Il n'est pas facile d'être compositeur en 2015. Mais quand, à 30 ans, on reçoit le prix Opus du compositeur de l'année, quand l'Orchestre symphonique de Montréal ainsi que Pierre Boulez nous commandent des oeuvres, quand Kent Nagano dirige nos pièces sur un premier disque, on peut dire que tout va bien.

Après des années de travail, le destin sourit à Samy Moussa, dont la dernière composition pour orchestre, Nocturne, est créée cette semaine lors d'un concert à l'OSM.

Dans son discours de remerciement au gala des prix Opus, il y a quelques semaines, ce natif de Montréal déclarait s'être exilé en Allemagne en 2007 parce qu'il croyait ne pas pouvoir réussir ici. Huit ans plus tard, il considère qu'il a eu raison de partir, même s'il se trompait sur les raisons qui l'ont poussé à le faire.

«J'étais jeune et j'avais l'impression que personne ne se préoccupait de moi, dit-il. Je pensais que ce serait toujours comme ça. Je n'arrivais pas à imaginer que l'on peut se construire un réseau. J'ai eu tort sur ce point.

«Mais j'ai eu raison de partir, parce qu'en Europe, il y a plus de possibilités, et des orchestres partout. Un compositeur, ce n'est pas quelque chose d'aussi rare qu'ici. Il fallait que je passe par là [l'Europe] pour ma carrière et pour créer les oeuvres que je voulais.»

Rencontre avec Nagano

Après son baccalauréat en composition à l'Université de Montréal, Samy Moussa est parti étudier à Munich. Depuis, il a accompli plus qu'il ne l'avait imaginé. En 2008, il a rencontré Kent Nagano alors que ce dernier était encore directeur artistique de l'Opéra d'État de Bavière.

«Il a entendu un enregistrement de mes oeuvres et ça lui a plu. Il m'a commandé deux pièces qui ont été créées par l'OSM en 2009.»

L'OSM lui commandait de nouveau une oeuvre, A Globe Itself Infolding, pour les concerts d'inauguration du Grand Orgue Pierre-Béique, en juin dernier.

Enregistrement

Son premier album de compositions a été lancé le 10 février. L'enregistrement, réalisé par la maison de disques autrichienne Col legno, a été financé par la riche Fondation de musique Ernst von Siemens.
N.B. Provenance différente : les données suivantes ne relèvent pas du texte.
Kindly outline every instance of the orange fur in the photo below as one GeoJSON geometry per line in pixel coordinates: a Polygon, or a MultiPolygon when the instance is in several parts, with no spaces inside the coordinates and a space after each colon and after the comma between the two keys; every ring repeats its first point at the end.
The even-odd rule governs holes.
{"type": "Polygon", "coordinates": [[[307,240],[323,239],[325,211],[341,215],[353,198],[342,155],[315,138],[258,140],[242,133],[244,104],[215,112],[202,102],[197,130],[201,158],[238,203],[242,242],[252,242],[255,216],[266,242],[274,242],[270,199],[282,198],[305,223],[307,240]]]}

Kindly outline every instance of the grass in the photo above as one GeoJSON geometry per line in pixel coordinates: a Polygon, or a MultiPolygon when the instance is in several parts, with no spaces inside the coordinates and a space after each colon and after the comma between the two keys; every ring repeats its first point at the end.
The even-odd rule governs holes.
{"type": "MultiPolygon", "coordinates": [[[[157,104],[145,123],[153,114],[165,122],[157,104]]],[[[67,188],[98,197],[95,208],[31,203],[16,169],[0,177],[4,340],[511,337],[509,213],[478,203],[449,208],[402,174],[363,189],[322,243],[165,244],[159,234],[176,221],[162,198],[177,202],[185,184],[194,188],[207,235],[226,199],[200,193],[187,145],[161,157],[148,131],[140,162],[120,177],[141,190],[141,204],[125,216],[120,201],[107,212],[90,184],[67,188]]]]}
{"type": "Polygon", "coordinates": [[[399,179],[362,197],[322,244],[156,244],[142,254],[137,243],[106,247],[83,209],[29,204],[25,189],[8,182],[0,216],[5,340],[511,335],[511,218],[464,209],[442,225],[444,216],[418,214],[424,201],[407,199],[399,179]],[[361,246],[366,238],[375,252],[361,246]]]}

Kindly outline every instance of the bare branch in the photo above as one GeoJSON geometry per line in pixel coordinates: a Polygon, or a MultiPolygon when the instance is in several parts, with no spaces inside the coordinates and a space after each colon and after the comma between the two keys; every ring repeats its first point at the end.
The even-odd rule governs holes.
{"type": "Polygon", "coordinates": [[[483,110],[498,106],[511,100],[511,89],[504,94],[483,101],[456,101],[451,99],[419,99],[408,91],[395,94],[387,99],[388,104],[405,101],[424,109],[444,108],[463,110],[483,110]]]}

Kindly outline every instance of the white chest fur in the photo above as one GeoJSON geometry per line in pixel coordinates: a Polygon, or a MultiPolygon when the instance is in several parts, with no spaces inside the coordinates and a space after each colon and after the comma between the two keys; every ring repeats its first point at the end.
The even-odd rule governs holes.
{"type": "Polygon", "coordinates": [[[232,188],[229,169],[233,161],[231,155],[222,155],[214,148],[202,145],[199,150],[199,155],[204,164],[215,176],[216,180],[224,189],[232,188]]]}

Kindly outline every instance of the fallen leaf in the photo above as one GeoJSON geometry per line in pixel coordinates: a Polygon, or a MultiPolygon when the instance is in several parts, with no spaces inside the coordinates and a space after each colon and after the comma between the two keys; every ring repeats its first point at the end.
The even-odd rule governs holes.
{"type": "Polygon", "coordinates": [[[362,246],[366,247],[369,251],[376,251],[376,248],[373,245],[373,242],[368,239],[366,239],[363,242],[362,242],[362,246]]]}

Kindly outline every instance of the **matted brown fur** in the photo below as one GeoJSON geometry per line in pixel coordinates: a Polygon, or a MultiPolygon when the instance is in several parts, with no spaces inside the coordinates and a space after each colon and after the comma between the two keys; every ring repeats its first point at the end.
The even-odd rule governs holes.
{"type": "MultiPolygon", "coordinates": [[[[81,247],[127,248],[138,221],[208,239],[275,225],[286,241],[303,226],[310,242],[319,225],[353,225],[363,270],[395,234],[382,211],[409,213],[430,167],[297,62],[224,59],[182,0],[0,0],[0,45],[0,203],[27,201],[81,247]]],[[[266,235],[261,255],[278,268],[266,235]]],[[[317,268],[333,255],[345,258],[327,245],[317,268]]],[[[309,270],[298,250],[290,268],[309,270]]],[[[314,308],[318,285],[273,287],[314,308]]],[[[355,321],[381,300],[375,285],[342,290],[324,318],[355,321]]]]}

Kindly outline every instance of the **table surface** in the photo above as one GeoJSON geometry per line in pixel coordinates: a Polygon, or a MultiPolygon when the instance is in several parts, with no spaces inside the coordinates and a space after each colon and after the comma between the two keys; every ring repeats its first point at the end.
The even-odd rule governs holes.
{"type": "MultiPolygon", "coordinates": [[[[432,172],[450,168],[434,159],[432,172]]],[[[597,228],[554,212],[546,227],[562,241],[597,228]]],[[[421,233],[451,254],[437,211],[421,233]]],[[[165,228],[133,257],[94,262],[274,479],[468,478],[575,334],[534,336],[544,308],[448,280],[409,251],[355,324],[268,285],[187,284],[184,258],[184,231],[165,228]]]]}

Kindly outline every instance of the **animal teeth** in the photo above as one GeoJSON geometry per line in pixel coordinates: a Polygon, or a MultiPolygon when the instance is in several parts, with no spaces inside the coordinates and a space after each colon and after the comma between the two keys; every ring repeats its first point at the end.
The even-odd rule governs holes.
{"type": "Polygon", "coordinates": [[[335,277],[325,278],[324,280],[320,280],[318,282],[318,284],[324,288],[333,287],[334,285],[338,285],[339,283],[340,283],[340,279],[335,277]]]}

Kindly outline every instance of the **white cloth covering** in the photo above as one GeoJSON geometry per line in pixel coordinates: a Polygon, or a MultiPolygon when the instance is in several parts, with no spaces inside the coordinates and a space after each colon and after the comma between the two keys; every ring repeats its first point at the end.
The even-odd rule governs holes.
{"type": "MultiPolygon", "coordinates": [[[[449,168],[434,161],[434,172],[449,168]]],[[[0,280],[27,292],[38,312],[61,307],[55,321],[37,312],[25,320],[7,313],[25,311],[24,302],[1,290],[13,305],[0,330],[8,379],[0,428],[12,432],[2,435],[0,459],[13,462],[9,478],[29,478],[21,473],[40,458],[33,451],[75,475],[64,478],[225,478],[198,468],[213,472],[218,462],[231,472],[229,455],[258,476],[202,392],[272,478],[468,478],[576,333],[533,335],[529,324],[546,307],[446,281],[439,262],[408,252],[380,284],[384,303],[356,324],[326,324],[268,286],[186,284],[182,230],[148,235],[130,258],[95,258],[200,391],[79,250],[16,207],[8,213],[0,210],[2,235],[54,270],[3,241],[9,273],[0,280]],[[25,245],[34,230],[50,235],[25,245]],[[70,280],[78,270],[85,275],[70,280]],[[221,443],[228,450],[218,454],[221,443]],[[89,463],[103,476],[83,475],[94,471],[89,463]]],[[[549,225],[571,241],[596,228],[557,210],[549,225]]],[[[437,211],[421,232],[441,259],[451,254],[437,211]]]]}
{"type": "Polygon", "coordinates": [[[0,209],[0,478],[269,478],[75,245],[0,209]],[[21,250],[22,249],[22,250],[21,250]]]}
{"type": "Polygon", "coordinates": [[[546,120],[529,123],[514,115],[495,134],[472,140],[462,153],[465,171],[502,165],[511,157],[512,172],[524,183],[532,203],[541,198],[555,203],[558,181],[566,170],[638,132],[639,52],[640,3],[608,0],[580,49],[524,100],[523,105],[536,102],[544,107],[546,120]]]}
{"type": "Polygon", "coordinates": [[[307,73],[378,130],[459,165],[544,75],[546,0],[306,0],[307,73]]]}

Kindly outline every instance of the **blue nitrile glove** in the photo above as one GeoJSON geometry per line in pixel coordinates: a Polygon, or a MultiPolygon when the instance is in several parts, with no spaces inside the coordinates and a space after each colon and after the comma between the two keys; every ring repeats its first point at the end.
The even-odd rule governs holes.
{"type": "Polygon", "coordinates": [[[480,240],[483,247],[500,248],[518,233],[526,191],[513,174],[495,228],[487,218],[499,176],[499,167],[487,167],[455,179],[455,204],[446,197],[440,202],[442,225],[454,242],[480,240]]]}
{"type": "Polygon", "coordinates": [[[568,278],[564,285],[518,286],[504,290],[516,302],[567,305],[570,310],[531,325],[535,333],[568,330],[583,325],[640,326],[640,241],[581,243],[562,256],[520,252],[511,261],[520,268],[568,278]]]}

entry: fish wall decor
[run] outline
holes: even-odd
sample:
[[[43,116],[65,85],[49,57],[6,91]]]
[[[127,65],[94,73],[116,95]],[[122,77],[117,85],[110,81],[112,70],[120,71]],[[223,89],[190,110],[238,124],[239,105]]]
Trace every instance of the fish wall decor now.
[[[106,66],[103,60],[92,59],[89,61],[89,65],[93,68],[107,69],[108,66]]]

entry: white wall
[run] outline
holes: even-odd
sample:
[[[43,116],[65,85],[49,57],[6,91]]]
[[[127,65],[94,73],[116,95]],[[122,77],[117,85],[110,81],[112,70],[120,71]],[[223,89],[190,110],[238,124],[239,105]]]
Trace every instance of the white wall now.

Chaque année, cette fondation remet un prix principal de 250 000 euros à une personnalité du monde de la musique pour l'ensemble de sa contribution - la liste des anciens lauréats comprend Benjamin Britten, Leonard Bernstein et Anne-Sophie Mutter - ainsi que des prix d'encouragement à de jeunes compositeurs.

Samy Moussa a été l'un des trois lauréats dans cette catégorie en 2013, ce qui lui a valu une bourse de 35 000 euros et la production de ce premier album. Ce dernier a été enregistré avec l'Orchestre symphonique de la radio de Vienne, que Moussa a dirigé lui-même, et l'Orchestre symphonique allemand de Berlin, sous la direction de Kent Nagano, pour trois des pièces.

L'avenir s'annonce aussi prometteur pour Samy Moussa. Cet été, une nouvelle oeuvre pour orchestre, commandée par nul autre que le grand Pierre Boulez, sera créée au prestigieux Festival de Lucerne à l'occasion d'un concert pour le 80e anniversaire du célèbre compositeur et chef d'orchestre.

«Je suis très honoré, car Pierre Boulez a été mon idole de jeunesse. Il représente l'idéal du musicien éthique, bâtisseur d'institutions, à la fois compositeur et chef. Le phénomène du compositeur-chef, pour moi, est quelque chose qui doit continuer à exister. C'est ce que j'aspire à être», dit Samy Moussa.

Au programme du même concert, on entendra le Concerto pour piano no1 de Brahms interprété par Emanuel Ax, ainsi que la Symphonie no 5 de Mendelssohn.